Теперь, когда харбинский госпиталь остался в прошлом, она все эти тревожные месяцы и всех людей, которые окружали ее в это время, тоже вспоминала с благодарностью. Даже молоденького, наивного солдатика Шабунина, который продолжал смотреть на нее с прежним обожанием и после того, как понял, что товарищи по палате просто-напросто над ним посмеялись.
Провожали Арину с Иваном Михайловичем из госпиталя шумно, искренне радуясь за них. Во дворе устроили общий стол с большущим, неизвестно откуда добытым, тульским самоваром, много говорили напутственных слов, желали Ивану Михайловичу скорейшего и полного выздоровления, а Арину, конечно, попросили спеть, и она, на прощание, без всякого аккомпанемента дала целый концерт, который длился никак не меньше часа.
Полковник Гридасов побеспокоился и на этот раз. Благодаря его стараниям Арине с Иваном Михайловичем предоставили отдельное купе в санитарном поезде, и вот уже которые сутки они смотрели из окна этого купе на огромные пространства, проплывающие мимо, и казалось, что пространствам этим не будет ни конца ни края.
– Знаешь, Арина, увидел сейчас этого мальчишку и себя вспомнил, маленького. Вот такая же погода, зима только наступила, лед на пруду замерз, и я тайком от маменьки туда убегал. Лягу на лед, он еще прозрачный, дно видно, и вот лежу, смотрю – так все таинственно, даже дух захватывает. У меня сейчас странное желание возникло: лечь бы на этом пруду, на лед, и смотреть бы, смотреть… Мне кажется, что я сразу бы выздоровел.
– Ванечка, ты потерпи. Доберемся до твоей матушки, я тебя сама на тот пруд отведу.
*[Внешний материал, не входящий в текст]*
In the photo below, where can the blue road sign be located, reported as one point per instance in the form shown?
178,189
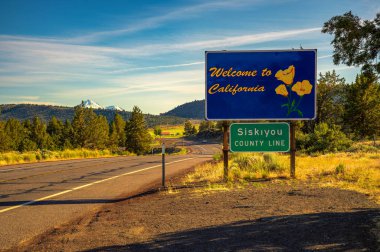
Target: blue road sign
261,85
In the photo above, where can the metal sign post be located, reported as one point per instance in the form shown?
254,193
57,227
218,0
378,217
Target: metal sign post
225,151
292,150
163,165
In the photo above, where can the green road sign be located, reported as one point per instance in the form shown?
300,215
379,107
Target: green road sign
259,137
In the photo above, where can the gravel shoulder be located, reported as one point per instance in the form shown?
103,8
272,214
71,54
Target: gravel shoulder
280,215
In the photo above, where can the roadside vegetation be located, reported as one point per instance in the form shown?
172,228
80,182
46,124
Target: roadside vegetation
357,170
10,158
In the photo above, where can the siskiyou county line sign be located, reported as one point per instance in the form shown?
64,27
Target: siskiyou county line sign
259,137
261,85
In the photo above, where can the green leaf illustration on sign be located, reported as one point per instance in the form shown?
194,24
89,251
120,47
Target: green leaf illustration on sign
300,88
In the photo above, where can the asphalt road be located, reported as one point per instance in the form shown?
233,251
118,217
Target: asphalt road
37,197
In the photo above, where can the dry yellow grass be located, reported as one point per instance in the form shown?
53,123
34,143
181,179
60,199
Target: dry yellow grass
38,156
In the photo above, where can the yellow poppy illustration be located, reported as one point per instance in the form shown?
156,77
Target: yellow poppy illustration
286,75
302,88
281,90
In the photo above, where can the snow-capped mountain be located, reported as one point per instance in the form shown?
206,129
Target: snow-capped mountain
94,105
113,107
91,104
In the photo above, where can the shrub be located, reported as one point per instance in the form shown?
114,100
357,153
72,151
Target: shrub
327,139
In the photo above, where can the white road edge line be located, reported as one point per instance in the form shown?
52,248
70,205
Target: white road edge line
86,185
201,147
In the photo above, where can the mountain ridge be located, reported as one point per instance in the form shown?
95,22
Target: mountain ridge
24,112
189,110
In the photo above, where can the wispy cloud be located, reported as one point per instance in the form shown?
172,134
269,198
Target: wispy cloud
174,82
158,67
183,12
325,56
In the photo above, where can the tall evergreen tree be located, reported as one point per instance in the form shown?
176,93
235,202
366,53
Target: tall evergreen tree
83,121
5,140
188,128
356,42
27,143
330,101
15,131
138,139
119,129
39,134
67,135
98,133
55,130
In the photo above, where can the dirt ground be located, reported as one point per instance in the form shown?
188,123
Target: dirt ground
263,216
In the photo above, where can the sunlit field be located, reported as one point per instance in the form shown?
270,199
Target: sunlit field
170,131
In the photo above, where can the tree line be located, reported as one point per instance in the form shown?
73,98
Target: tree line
85,130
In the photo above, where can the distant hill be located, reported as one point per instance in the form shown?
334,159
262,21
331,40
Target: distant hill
45,112
191,110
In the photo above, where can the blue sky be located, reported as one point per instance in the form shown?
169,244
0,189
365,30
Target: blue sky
147,53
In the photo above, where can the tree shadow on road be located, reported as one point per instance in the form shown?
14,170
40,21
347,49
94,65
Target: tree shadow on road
321,231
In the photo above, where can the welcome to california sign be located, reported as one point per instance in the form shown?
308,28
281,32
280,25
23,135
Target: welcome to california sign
261,85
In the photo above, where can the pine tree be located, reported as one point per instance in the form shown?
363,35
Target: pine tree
67,135
98,129
27,143
356,42
120,130
39,134
138,139
83,121
188,128
5,140
55,130
15,131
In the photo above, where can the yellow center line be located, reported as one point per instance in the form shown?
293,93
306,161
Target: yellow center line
86,185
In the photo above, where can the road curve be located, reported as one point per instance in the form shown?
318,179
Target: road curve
38,197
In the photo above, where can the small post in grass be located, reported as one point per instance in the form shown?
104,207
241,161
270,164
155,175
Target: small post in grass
163,165
292,150
225,150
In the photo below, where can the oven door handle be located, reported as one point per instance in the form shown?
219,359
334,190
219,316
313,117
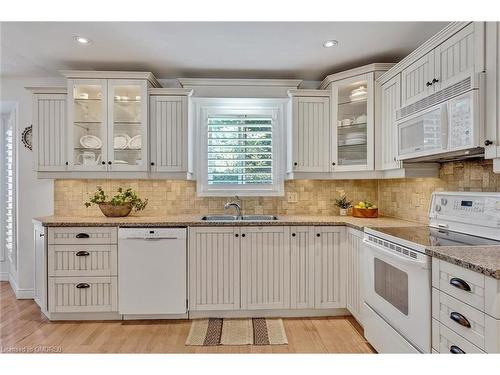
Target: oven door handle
396,257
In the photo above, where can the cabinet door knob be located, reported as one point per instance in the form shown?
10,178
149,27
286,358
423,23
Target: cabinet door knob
82,253
460,284
460,319
456,350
Он улыбнулся, положил ей ладонь на голову, приглаживая волосы, и неожиданно признался:
– Задумаюсь иногда, и добрым словом земляков твоих, из Иргита, хочется вспомнить. Грех такое говорить, но, если бы они гадость свою не придумали, как бы мы с тобой встретились… Я бы к тебе и не подступился: цветы – Ласточке, а мне – полнейшее презрение.
– Да ладно, Ванечка, – отмахнулась Арина, – я, может быть, и без этих негодников сменила бы гнев на милость!
И рассмеялась – звонко, от души, как давно уже не смеялась. А затем осторожно, обеими руками взяла его широкую ладонь и поцеловала.
Иван Михайлович снова отвернулся и долго смотрел в окно.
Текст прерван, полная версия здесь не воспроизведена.